Dans un match digne des plus grands scénarios, l'AJACCIO a fait plier St-Nazaire 3-2 à U Palatinu, au terme d'un tie-break haletant (19-17), offrant aux supporters une soirée inoubliable de haute voltige et s'octroyant deux points précieux au classement.

Le 7 février 2026 restera gravé dans les mémoires des fans corses. Ce n'était pas un simple match de la 20e journée de Ligue 2, mais une véritable épopée en cinq actes où chaque point a été arraché avec l'énergie du désespoir. Après avoir remporté le premier set (25-22) avec un finish autoritaire, Ajaccio a concédé le deuxième (19-25) et le quatrième (24-26) dans des luttes acharnées, laissant St-Nazaire revenir à chaque fois à hauteur. Le scénario semblait pencher en faveur des visiteurs après leur victoire dans le quatrième set, poussant les hommes de Frédéric Ferrandez au bord du précipice. Mais c'était sans compter sur la résilience ajaccienne.

Le tie-break a été un chef-d'œuvre de tension et de rebondissements. Ajaccio a démarré en trombe, menant 5-1, avant de voir St-Nazaire revenir dans la partie. La fin de set a été un bras de fer incessant, une succession de services-réceptions et d'attaques où la moindre erreur était fatale. C'est finalement sur un score fleuve de 19-17 que les locaux ont arraché la victoire, délivrant U Palatinu et validant une performance exceptionnelle de sang-froid.

Tactiquement, cette rencontre a été un duel de forces contrastées. St-Nazaire a affiché une légère supériorité en attaque avec un « Attack Hit Ratio » de 57.26% contre 54.20% pour Ajaccio, et surtout une nette domination au contre avec 13 blocks réussis contre 9 pour les Corses. Cependant, l'AJACCIO a compensé ces désavantages par une efficacité redoutable au service, claquant 6 aces contre seulement 2 pour St-Nazaire, avec une efficacité de 20.72% bien supérieure aux 11.71% de leurs adversaires. Surtout, la discipline ajaccienne a payé : l'équipe a commis 55 erreurs totales contre 61 pour St-Nazaire, un détail qui, dans un match aussi serré, a sans doute fait la différence.

Daniel Martins de Pinho a été le fer de lance de l'attaque d'Ajaccio, surpassant largement sa moyenne de points par match avec 31 points. Son efficacité en attaque (75.0%) était bien supérieure à sa moyenne saisonnière (62.00%).

Du côté des individualités, Daniel Martins de Pinho a été le héros incontestable de la soirée pour Ajaccio. L'attaquant a livré une performance stratosphérique avec 31 points inscrits, dont 30 kills, affichant une efficacité en attaque de 75.0%, bien au-delà de sa moyenne saisonnière de 62.00%. Son score de performance de 26.6% témoigne d'une contribution gargantuesque à la victoire de son équipe.

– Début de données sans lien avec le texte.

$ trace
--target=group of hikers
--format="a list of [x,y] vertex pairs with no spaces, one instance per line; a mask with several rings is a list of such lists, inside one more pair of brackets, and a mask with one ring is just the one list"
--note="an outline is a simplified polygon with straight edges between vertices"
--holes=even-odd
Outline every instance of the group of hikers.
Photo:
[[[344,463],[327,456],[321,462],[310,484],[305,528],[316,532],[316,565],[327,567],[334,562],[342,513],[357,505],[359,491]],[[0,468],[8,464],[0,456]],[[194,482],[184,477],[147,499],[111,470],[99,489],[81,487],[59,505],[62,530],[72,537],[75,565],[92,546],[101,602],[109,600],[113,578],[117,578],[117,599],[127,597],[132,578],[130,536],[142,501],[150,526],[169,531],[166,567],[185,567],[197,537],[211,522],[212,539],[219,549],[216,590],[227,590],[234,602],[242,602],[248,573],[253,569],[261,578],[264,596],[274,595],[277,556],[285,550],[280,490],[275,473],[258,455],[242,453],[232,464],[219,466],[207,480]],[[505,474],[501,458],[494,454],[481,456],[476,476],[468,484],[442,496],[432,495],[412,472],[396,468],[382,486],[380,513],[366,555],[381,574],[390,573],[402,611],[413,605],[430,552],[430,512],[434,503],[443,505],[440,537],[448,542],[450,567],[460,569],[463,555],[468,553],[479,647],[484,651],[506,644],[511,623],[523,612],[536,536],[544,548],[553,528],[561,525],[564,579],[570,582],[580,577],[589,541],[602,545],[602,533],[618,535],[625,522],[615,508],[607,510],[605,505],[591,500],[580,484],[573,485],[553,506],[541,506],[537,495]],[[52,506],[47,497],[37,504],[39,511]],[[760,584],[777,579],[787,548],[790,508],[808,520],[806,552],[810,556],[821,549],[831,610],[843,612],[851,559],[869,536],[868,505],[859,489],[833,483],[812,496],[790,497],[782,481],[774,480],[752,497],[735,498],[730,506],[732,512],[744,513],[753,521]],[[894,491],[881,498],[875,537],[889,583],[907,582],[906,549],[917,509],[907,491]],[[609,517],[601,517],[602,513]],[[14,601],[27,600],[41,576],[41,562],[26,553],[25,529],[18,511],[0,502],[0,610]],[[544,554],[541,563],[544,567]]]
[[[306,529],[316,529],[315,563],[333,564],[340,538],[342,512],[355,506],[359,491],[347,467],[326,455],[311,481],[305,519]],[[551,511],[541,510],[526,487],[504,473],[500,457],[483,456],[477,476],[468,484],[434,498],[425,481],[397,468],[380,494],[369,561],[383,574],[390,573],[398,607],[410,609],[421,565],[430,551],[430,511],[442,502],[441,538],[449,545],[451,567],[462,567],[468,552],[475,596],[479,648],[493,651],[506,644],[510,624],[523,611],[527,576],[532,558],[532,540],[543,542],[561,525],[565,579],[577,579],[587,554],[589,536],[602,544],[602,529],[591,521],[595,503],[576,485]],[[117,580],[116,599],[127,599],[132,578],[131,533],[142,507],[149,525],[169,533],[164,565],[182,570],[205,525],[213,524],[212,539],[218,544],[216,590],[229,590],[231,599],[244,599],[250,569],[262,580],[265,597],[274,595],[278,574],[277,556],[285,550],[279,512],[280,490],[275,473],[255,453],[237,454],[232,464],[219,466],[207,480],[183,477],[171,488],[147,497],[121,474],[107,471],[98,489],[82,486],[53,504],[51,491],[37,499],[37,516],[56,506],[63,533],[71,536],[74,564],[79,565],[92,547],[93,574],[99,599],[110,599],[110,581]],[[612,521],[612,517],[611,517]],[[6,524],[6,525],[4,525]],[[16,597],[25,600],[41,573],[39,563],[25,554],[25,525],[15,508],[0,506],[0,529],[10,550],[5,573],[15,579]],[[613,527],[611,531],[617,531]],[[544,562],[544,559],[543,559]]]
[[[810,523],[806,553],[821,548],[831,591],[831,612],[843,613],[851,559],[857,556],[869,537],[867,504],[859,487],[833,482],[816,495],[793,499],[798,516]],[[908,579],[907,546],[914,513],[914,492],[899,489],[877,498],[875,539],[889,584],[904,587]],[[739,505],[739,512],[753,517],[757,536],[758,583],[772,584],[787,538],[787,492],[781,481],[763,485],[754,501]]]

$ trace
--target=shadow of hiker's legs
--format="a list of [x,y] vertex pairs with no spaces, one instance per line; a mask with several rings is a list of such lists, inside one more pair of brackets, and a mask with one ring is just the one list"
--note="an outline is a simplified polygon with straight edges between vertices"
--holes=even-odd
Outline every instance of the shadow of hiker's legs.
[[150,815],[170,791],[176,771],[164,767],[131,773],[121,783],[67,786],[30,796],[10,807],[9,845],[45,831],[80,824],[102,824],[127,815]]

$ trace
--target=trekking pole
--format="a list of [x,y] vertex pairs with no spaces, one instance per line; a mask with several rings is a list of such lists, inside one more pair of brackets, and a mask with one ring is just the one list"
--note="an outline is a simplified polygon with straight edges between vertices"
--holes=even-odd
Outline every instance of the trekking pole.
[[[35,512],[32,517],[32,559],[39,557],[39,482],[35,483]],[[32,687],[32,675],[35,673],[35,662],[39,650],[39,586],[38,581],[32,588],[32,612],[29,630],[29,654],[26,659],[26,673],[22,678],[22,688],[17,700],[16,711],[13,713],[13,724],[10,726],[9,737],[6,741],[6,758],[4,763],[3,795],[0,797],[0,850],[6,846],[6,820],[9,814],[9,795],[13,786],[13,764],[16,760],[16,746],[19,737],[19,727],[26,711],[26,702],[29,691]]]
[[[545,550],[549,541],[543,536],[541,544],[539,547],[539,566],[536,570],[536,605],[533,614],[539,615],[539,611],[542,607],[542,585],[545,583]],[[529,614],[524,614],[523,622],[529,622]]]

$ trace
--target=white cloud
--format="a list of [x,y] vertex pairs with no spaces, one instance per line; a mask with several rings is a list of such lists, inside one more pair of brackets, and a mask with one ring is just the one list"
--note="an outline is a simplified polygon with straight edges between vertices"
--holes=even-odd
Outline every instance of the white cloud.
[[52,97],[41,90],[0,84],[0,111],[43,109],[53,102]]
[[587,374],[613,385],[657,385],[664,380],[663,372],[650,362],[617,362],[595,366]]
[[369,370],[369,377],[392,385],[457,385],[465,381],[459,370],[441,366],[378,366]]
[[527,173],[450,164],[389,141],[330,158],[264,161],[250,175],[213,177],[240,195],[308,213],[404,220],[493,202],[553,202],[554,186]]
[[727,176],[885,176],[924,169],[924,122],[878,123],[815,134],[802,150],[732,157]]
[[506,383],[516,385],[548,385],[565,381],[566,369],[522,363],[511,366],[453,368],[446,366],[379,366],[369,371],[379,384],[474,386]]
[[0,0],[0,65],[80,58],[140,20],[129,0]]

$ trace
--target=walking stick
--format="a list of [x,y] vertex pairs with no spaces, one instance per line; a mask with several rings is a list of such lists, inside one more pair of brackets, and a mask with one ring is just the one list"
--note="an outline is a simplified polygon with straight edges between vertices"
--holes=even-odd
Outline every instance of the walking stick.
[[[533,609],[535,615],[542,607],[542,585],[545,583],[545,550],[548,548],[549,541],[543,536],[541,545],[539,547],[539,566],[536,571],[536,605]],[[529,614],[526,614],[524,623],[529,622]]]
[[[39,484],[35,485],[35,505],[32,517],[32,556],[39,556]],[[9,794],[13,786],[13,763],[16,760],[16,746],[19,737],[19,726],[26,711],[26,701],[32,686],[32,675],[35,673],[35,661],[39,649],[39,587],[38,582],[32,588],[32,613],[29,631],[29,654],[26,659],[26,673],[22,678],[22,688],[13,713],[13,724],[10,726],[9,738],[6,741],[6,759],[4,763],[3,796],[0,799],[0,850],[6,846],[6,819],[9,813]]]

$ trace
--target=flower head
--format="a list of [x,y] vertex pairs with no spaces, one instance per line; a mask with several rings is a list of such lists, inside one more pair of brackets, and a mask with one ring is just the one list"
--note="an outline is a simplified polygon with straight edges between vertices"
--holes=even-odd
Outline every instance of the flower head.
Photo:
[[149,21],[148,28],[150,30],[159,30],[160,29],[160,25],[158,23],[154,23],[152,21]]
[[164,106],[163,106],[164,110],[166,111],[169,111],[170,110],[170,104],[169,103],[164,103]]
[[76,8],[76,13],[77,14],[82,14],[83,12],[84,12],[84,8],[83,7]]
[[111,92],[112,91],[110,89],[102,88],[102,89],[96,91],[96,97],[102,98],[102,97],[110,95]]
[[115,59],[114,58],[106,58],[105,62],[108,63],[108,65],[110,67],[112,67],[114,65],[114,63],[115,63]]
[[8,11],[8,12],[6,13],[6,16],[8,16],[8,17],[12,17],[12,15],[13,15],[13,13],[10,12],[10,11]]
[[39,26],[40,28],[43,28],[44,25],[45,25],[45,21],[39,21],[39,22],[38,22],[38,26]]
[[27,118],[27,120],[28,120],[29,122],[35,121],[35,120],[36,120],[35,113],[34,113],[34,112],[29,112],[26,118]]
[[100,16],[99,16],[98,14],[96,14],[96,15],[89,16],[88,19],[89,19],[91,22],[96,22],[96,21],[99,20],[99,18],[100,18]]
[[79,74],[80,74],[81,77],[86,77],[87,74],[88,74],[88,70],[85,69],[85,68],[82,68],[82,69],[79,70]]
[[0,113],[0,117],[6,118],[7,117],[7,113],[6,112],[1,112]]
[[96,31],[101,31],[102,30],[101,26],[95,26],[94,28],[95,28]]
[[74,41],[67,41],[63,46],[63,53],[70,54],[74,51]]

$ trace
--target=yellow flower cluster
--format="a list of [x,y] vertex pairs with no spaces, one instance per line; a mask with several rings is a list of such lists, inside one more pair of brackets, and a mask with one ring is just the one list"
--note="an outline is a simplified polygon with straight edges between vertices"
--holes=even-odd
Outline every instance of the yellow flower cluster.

En face, William Nack-Minyem de St-Nazaire s'est érigé en mur impénétrable au contre, signant 5 blocks décisifs et ajoutant 12 kills pour un total de 17 points. Son efficacité en attaque (93.8%) a été phénoménale, démontrant son impact majeur des deux côtés du filet.

Le duel des passeurs a vu Matthieu Garcia (AJACCIO) et Eduardo Carisio Sobrinho (ST-NAZAIRE) se livrer une bataille d'intelligence. Si Carisio Sobrinho a légèrement pris l'avantage au service avec 2 aces contre 1 pour Garcia, les deux hommes ont affiché des scores de performance très proches (23.7% pour Garcia, 22.9% pour Carisio Sobrinho), soulignant leur rôle central dans l'animation offensive respective de leurs équipes.

Cette victoire cruciale rapporte 2 points à Ajaccio, portant leur total à 6 victoires pour 15 défaites avant cette rencontre, et leur offre une bouffée d'oxygène dans la lutte pour le maintien ou une meilleure position au classement. St-Nazaire, malgré la défaite, empoche un point, ce qui pourrait s'avérer précieux en fin de saison. Les Corses ont montré des statistiques bien au-dessus de leurs moyennes saisonnières dans ce match, notamment en efficacité d'attaque (+7.69%), de service (+5.37%) et de réception (+7.88%), prouvant qu'ils peuvent élever leur niveau dans les moments clés.

Ce succès arraché au courage et à l'envie est une injection de confiance majeure pour l'AJACCIO. Face à une équipe de St-Nazaire qui a également affiché des performances individuelles et collectives en hausse, les hommes de Ferrandez ont prouvé leur capacité à gérer la pression et à inverser des situations compromises. Reste à savoir si cette performance héroïque pourra être le déclic pour une fin de saison en boulet de canon.